Yue
Dou
Assistant Professor
University of Twente
Focusing on modeling land systems, Dr. Yue Dou, seeks to identify sustainable solutions for urgent issues emerging in land systems across local and global scales. She uses advanced geo-simulation approaches with quantitative and qualitative analysis to study complex land use behaviors and the socio-ecological consequences from different decision makers in various regions of the world. An example is her work with smallholder households of caboclos in the Amazon delta to evaluate how government cash transfer programs affect their livelihood resilience to climate change. Yue has been working with Dr. Jianguo Liu as a postdoctoral research associate in the Center for Systems Integration and Sustainability in Michigan State University since she received her PhD in geomatics from the University of Waterloo in 2016. She currently works with farmers and supply-chain agents in China and Brazil to estimate the local food-water-energy nexus dynamics caused by global soybean trade. She is constructing a telecoupled agent-based model (TeleABM) used to simulate land-use changes in two distant places based on the integrated telecoupling framework (human and natural interactions between distant places).
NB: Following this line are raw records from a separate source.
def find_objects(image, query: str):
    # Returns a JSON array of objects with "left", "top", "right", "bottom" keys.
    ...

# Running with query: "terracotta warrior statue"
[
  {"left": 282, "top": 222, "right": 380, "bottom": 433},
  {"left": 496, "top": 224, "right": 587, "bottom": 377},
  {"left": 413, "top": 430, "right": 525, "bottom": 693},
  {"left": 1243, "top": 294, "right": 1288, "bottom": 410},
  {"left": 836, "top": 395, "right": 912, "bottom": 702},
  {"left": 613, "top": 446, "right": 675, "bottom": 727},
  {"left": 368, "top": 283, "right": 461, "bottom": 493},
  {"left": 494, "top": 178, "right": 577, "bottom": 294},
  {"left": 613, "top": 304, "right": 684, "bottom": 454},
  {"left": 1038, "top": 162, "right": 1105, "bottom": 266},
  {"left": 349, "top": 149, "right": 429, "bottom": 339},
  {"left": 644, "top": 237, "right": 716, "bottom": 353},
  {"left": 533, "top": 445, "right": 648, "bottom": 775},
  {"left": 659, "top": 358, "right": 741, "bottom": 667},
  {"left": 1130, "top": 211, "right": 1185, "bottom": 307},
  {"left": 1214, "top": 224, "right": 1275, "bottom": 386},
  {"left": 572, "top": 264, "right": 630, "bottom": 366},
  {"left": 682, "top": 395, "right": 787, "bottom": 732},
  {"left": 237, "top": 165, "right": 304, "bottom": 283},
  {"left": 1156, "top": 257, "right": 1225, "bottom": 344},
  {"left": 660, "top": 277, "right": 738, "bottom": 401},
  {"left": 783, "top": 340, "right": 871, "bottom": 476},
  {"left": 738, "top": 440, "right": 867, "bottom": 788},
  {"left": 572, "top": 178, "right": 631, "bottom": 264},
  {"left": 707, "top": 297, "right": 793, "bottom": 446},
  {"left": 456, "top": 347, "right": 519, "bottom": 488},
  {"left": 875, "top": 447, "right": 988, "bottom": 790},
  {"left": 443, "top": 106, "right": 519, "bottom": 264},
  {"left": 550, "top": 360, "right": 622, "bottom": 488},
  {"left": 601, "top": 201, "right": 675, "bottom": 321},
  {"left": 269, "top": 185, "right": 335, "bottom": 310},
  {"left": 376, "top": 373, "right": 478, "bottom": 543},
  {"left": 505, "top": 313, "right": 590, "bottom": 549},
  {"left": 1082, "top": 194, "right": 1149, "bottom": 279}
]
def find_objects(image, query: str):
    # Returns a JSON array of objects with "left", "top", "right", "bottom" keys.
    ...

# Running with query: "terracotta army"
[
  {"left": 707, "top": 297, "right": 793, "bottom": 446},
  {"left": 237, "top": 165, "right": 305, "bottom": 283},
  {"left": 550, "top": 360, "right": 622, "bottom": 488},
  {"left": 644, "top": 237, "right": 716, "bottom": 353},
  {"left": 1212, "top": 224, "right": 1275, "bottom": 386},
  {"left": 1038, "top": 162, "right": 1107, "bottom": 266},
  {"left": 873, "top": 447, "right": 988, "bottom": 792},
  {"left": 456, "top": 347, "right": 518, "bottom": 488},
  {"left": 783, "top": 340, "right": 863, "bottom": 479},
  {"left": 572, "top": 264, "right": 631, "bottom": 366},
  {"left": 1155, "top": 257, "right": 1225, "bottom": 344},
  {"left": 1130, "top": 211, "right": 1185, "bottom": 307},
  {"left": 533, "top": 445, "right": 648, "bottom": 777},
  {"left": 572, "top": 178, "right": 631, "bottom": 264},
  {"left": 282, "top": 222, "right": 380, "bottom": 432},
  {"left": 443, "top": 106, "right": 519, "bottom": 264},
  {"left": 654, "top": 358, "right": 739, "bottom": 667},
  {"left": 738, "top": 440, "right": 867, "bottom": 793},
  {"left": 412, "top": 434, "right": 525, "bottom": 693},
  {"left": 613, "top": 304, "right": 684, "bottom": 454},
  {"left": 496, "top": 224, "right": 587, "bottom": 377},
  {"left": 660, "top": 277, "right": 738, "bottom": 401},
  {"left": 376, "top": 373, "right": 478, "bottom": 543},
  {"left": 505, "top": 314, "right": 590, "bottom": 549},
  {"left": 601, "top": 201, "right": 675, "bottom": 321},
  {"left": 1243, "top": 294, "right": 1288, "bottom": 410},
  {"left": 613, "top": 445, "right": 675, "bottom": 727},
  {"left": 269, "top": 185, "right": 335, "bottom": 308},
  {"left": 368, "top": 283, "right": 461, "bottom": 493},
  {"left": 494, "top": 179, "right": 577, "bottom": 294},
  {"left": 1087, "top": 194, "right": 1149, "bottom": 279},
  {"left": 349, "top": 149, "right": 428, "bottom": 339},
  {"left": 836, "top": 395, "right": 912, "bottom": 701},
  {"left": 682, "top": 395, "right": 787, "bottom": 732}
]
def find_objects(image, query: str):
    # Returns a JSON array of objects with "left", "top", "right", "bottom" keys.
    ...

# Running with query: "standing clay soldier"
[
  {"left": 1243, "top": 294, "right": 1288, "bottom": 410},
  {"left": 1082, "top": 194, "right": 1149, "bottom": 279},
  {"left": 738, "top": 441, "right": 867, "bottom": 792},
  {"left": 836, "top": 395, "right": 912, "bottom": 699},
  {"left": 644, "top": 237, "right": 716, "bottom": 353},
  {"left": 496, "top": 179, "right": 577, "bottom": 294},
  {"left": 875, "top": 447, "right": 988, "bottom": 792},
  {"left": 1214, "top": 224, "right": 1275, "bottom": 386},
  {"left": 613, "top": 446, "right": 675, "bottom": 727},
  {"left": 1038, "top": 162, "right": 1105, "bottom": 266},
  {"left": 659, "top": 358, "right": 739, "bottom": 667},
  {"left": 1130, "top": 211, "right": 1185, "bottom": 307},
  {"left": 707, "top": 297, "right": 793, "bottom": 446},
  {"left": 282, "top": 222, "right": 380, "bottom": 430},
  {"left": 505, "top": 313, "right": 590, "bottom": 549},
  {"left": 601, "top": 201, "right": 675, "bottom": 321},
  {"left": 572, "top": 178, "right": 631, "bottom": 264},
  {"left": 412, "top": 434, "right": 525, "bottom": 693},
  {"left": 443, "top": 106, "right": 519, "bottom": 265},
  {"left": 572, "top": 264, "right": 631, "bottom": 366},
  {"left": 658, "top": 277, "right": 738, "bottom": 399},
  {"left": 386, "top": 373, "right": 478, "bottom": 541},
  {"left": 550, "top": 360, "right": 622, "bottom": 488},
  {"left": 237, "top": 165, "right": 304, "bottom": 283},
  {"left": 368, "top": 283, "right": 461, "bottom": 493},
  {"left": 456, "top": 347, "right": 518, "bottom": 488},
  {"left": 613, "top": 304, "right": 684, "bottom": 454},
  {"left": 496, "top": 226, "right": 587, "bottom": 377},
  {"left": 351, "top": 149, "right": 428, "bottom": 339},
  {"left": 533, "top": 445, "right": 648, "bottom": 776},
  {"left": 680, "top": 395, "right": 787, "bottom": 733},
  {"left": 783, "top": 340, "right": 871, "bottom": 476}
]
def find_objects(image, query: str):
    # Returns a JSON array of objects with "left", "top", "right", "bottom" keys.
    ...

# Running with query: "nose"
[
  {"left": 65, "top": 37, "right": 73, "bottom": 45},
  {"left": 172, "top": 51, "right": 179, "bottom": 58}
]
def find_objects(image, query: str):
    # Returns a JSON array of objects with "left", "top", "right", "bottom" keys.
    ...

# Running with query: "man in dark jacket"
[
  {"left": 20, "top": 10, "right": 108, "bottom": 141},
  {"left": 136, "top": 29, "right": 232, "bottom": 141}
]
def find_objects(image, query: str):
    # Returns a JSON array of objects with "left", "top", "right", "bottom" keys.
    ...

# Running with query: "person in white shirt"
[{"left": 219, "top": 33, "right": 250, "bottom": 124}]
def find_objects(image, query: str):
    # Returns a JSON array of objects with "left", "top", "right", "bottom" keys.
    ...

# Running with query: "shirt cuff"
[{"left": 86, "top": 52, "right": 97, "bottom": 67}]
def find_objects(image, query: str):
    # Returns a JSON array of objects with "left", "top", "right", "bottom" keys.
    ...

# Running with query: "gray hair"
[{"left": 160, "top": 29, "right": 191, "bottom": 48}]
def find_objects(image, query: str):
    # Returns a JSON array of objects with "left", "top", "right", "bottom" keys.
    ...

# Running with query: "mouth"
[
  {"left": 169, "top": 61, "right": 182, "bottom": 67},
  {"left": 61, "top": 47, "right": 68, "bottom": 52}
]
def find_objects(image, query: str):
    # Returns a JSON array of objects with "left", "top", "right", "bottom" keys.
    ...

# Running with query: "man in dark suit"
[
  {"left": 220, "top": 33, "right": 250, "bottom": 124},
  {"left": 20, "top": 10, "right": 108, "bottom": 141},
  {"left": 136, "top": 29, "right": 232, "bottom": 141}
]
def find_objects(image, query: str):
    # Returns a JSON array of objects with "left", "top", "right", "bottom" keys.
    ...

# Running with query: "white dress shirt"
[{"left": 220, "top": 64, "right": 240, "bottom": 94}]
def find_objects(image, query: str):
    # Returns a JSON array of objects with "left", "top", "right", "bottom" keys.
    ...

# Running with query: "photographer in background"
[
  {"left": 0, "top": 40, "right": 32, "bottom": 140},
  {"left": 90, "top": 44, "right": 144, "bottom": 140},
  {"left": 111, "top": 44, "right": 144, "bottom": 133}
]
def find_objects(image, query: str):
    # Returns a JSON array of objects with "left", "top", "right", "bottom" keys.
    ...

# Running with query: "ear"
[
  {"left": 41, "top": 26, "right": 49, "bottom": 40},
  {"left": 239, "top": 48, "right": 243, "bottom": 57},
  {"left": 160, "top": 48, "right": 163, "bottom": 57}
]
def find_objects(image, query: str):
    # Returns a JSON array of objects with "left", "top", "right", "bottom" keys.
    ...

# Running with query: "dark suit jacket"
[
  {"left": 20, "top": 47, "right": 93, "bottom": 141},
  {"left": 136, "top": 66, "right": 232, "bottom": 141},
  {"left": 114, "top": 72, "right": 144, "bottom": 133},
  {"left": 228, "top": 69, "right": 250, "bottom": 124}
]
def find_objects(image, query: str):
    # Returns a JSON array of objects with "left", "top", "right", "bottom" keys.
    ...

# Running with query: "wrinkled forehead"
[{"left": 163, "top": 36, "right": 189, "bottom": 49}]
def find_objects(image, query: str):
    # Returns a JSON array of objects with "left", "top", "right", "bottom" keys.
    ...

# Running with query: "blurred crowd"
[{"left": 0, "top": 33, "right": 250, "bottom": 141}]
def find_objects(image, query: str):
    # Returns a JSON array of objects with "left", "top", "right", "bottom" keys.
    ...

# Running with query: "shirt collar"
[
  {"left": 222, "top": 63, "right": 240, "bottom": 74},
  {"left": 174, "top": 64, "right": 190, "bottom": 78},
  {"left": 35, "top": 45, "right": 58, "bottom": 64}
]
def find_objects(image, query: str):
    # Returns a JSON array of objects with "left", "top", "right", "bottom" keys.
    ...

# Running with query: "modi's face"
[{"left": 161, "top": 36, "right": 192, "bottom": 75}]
Yue has published nine peer-reviewed articles and worked on projects supported by the International Development Research Center in Canada and the National Science Foundation. She is also a student core member of the Waterloo Institute for Complexity and Innovation. Yue was selected to serve on the scientific committee for the Agent-based Modeling Symposium in 2017, and received a MSU-NASA Professional Enhancement Award in 2018.